14. Eu penso que não foram esses os considerandos que levaram os deputados congoleses a rejeitar a implementação do grande projecto de construção da barragem Inga III. Possivelmente, terão sido os avultados custos que o projecto impõe, capazes de sobrecarregar ainda mais as rubricas orçamentais da RDC e, naturalmente, tornar demasiado pesado o seu nível de endividamento.

15. Não coloco, porém, fora de hipótese, o facto de os legisladores congoleses se terem deixado influenciar por um estudo realizado por uma organização internacional, denominada Bretton Woods, que considerou um erro a construção da barragem Inga III. Essa organização – que avalia projectos financiados pelo FMI e pelo Banco Mundial – criticou, em Agosto de 2009, a perspectiva de ampliação da Rede de Barragens do Inga para fornecer energia, por meio de um cabo subterrâneo, a países do sul da Europa. Tal cabo de alta tensão atravessaria o Sahara Ocidental, o Darfur, o Egipto, o Mediterrâneo e chegaria, então, ao sul da Europa. Para reforçar o seu argumento, a Bretton Woods recordou o facto de a Nigéria estar também a preparar-se para fornecer gás à Europa, através de um gasoduto. E disse mais: Como aceitar um projecto que visa alimentar a Europa, quando a própria RDC satisfaz em energia eléctrica apenas 7% da sua população?

16. Aparentemente, a argumentação da Bretton Woods é sedutora. Mas, apenas aparentemente, pois, não podemos perder de vista que a construção da barragem Inga III é tão-somente a primeira parte de um vasto projecto que visa fornecer energia internamente à própria RDC, mas, também, a um vasto conjunto de países vizinhos, ou até mesmo afastados. Seria, também, o início da ligação de um conjunto de barragens, como a do Assuão, no Egipto, e Calabar, na Nigéria, etc. Tal energia tornaria possível viabilizar projectos industriais de grande monta, para além da electrificação de inúmeras cidades e aldeias. Além disso, vendendo parte da sua energia, a RDC arrecadaria receitas que seriam depois aplicadas em outros projectos de desenvolvimento, de que muito necessita.

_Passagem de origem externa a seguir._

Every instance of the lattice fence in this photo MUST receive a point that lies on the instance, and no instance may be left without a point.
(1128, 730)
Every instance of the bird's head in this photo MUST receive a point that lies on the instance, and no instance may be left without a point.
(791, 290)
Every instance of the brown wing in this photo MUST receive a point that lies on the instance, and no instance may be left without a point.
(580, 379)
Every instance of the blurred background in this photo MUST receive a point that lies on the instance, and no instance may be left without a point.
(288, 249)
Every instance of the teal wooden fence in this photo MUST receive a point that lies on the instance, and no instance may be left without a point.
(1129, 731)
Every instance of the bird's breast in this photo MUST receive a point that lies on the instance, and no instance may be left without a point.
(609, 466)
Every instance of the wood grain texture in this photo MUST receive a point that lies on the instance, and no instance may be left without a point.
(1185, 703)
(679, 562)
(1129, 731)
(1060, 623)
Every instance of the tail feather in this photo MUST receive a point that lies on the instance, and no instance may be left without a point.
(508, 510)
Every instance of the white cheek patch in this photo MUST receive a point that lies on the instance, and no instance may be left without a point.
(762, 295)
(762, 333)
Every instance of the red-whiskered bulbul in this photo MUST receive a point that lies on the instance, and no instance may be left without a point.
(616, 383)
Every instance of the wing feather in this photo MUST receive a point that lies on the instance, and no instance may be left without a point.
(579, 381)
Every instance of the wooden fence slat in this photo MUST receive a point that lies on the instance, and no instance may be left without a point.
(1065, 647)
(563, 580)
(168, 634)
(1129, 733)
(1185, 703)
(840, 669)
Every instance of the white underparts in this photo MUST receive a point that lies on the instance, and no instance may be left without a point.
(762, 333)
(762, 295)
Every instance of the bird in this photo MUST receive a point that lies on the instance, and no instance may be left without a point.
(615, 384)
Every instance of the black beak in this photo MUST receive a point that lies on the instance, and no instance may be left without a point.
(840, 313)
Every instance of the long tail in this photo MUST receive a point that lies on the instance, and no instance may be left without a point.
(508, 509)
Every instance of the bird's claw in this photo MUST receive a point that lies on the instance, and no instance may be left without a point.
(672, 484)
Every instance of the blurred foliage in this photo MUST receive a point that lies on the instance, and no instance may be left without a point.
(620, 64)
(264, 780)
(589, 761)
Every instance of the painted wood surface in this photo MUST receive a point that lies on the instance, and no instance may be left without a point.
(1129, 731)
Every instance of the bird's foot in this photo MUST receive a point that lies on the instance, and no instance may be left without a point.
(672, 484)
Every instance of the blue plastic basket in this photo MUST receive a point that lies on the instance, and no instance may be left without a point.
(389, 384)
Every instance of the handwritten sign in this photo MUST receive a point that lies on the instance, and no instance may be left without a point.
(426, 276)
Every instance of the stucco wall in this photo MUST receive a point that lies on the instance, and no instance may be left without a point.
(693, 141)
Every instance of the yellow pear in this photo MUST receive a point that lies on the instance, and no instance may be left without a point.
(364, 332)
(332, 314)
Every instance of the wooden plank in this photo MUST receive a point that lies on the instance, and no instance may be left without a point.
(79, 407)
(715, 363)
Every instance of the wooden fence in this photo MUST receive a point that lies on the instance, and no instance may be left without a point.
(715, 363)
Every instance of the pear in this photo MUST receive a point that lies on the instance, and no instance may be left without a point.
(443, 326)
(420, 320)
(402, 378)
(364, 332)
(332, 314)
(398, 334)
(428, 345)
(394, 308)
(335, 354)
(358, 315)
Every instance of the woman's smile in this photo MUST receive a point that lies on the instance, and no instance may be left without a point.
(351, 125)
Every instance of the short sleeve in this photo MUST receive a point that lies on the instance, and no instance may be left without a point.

17. Em resumo, não é possível ganhar-se tudo. Muito menos é possível ganhar-se tudo de uma só vez. É importante, sim, saber definir prioridades, numa perspectiva de médio e de longo prazos. Agora, será já mais complicado pôr-se em marcha o processo de integração das nossas economias. Há, agora, que esperar o surgimento na RDC de lideranças mais visionárias.